As we drank and caught up with each other, I spent alot of time looking at their faces. I was sort of saddened. Both of these very attractive women were showing their age. Not just laugh lines around the eyes, but the wrinkling of skin that comes with growing older. Lines that formed from years of stress and worry and joy and laughter. Wrinkles which belie their true age. The same look I remember of my grandmother (which both of them happen to be). Then I noticed their hands. Not the soft smooth hands of someone younger, but the hands of women who might very well have the onset of arthritis or bone degeneration. But hands that have seen both pain and happiness. I hate to say it, but they looked like women who had reached 50. Or at least what I always imagined "50" to look like. Still very attractive, but in that "whendidthathappen??" sort of way. I'm not being shallow here. Just stating the facts.
We didn't stay as long as we would have liked. We all had places to be later in the evening. But the first thing I did when I got home was run to the bathroom mirror to check to see if I had ignored my wrinkles, or if I didn't really have them. I guess one of the perks of being overweight is that wrinkles don't get to form early. I don't have them. And my fat pudgy hands don't look like an old man's. And I came to the conclusion that I'm aging quite gracefully, thank you!
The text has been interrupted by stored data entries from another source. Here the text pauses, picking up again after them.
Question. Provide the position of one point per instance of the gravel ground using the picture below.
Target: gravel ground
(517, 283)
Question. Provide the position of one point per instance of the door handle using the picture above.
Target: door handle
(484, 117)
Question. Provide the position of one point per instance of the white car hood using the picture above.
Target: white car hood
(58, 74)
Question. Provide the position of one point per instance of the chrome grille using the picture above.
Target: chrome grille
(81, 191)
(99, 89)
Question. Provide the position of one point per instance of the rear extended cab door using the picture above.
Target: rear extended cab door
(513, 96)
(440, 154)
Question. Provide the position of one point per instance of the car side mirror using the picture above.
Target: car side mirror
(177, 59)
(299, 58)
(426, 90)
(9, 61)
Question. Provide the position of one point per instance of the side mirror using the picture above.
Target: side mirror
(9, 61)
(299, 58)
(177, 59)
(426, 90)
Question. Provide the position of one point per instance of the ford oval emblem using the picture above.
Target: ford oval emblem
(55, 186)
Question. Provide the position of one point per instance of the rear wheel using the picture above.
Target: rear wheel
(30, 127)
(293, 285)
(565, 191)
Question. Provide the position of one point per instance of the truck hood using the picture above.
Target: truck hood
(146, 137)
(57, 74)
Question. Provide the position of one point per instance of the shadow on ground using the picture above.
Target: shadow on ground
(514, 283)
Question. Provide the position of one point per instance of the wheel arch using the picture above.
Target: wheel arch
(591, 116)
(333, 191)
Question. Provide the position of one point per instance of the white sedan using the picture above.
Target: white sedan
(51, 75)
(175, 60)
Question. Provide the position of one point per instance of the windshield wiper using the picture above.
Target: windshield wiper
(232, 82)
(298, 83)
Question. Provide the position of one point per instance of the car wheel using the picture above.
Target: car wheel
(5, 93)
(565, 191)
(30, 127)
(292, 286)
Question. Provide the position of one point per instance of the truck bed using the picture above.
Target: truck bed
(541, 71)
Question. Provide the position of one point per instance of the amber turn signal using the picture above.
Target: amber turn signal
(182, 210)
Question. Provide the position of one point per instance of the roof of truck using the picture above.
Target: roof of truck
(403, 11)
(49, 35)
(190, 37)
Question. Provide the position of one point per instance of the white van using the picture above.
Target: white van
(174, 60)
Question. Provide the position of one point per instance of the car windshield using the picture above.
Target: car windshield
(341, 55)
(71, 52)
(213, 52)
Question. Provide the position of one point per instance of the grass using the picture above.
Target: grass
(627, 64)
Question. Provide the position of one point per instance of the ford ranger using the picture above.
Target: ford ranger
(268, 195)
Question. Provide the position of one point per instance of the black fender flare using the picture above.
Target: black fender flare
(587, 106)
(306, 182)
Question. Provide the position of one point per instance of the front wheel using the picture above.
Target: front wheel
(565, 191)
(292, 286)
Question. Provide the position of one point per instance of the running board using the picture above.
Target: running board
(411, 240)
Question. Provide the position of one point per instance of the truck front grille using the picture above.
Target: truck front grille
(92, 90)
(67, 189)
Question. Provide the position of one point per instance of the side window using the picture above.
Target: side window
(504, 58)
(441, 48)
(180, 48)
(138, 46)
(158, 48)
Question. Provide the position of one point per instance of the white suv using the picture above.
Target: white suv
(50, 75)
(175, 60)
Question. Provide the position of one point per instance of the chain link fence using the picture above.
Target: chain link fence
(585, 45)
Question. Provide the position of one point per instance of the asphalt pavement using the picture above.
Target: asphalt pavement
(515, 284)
Yeah, my knees are shot, I'm overweight and my eyesight is on a downhill slope, but I don't look 50 (ok, 51). I don't feel 51. I certainly don't look/feel like I think 51 should. I cringe every time I read that someone in their 50s has died of "natural causes". There's nothing natural about that!
My hair might be gray, but it's all mine, and it's all there! Same with the teeth (at least the ones I still have...). Sure, certain body parts don't work the way they used to, but that's due in part to lack of use (feel free to assume which parts I might be referring to). When people try to guess my age, the most common answer is late 30s. I can live with that. Whether it's because I look that age to most, or if they're just being polite to an old guy, it doesn't matter. I like it. I'll take it.